Jérôme Segura adds to our knowledge of current support scam tricks by describing how Scammers Impersonate ISPs in New Tech Support Campaign. Scammers have, in fact, impersonated ISPs before, though not as often as they’ve pretended to be Microsoft (or working on behalf of Microsoft), and not as often as I expected when I wrote about this possibility back in 2010.
The difference here is that they’re not simply ringing up and saying ‘I’m from your ISP’ or even ‘I’m from Verizon’ (which rings a slight alarm bell if you know your service provider is a completely different company). They’re using a nifty little wrinkle to determine the victim’s ISP from his or her IP address. I remember with some regret the days when a support scammer couldn’t even lie convincingly about knowing your IP address, but the scams have been based on increasingly sophisticated tricks, and on a barrage of pop-ups aimed at getting you to ring them rather than vice versa. Clearly, such a pop-up message is more effective if it’s actually customized to correspond to a potential victim’s real ISP, and may even take the form of a customized audio message.

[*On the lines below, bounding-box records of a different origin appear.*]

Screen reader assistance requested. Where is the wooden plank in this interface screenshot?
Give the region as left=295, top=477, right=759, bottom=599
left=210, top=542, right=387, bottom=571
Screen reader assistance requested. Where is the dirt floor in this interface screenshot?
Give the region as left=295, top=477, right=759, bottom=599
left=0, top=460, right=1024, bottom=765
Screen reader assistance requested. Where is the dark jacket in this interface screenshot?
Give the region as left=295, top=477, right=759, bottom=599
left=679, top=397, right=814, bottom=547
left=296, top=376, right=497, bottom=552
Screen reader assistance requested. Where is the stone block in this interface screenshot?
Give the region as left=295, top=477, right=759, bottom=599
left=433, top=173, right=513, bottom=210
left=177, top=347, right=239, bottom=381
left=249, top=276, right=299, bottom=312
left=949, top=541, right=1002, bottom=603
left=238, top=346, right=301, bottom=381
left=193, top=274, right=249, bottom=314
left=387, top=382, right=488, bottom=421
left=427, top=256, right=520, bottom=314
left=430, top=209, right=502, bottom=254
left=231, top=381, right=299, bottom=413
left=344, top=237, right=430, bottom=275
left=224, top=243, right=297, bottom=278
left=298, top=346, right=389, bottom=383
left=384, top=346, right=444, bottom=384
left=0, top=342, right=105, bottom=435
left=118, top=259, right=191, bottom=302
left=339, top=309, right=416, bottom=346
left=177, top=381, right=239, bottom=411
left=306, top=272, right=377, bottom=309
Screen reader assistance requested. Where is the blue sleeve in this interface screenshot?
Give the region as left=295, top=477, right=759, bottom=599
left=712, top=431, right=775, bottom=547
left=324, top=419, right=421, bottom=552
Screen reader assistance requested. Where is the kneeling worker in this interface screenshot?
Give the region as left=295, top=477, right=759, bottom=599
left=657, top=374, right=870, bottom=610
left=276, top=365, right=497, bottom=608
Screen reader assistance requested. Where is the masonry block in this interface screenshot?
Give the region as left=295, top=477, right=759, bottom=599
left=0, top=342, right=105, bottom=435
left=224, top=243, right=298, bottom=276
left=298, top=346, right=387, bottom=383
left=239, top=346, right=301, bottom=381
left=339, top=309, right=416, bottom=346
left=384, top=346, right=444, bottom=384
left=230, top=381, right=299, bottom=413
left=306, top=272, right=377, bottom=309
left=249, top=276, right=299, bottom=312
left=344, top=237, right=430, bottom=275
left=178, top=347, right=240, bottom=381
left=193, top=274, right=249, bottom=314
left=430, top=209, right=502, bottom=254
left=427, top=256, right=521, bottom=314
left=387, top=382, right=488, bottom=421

Once they do get you on the phone, though, it seems they still lean heavily on old favourite ploys, for example the INF ploy noted in the Malwarebytes article. Here’s a description of how it works from another of my articles.

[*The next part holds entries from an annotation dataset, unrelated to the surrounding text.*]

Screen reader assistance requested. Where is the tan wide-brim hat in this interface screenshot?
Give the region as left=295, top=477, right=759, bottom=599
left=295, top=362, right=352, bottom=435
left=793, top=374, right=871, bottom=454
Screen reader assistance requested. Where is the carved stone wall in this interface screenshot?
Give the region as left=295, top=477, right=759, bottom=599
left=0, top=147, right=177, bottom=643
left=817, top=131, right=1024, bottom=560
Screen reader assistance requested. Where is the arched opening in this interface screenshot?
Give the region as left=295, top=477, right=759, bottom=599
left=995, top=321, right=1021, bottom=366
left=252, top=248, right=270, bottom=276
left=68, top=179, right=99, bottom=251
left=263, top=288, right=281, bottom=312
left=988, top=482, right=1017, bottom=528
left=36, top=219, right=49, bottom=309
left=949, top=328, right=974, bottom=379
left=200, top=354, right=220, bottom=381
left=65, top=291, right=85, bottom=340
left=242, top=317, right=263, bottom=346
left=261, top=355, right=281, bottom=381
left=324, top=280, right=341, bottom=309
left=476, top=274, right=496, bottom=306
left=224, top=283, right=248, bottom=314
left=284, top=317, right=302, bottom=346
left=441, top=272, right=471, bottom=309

INF and PREFETCH are legitimate system utilities: The “Prefetch” command shows the contents of C:WindowsPrefetch, containing files used in loading programs. The “INF” command actually shows the contents of a folder normally named C:WindowsInf: it contains files used in installing the system. So how are they misused by scammers? By asking a victim to press Windows-R to get the Run dialogue box, then asking them to type in something “prefetch hidden virus” or “inf trojan malware”. When a folder listing like those above appears, the victim believes that the system is listing malicious files. In fact, neither of these commands accepts parameters in the Run box. You could type “inf elvish fantasy” or “prefetch me a gin and tonic” and you’d get exactly the same directory listing, showing legitimate files.
And, of course, I still see innumerable reports of scammers using the tired old CLSID gambit. Evidently these things still work. Perhaps they’re more convincing when they come from a ‘support desk’ that you’ve been misdirected into ringing, rather than from a random cold-caller, but they’re still the same old drivel.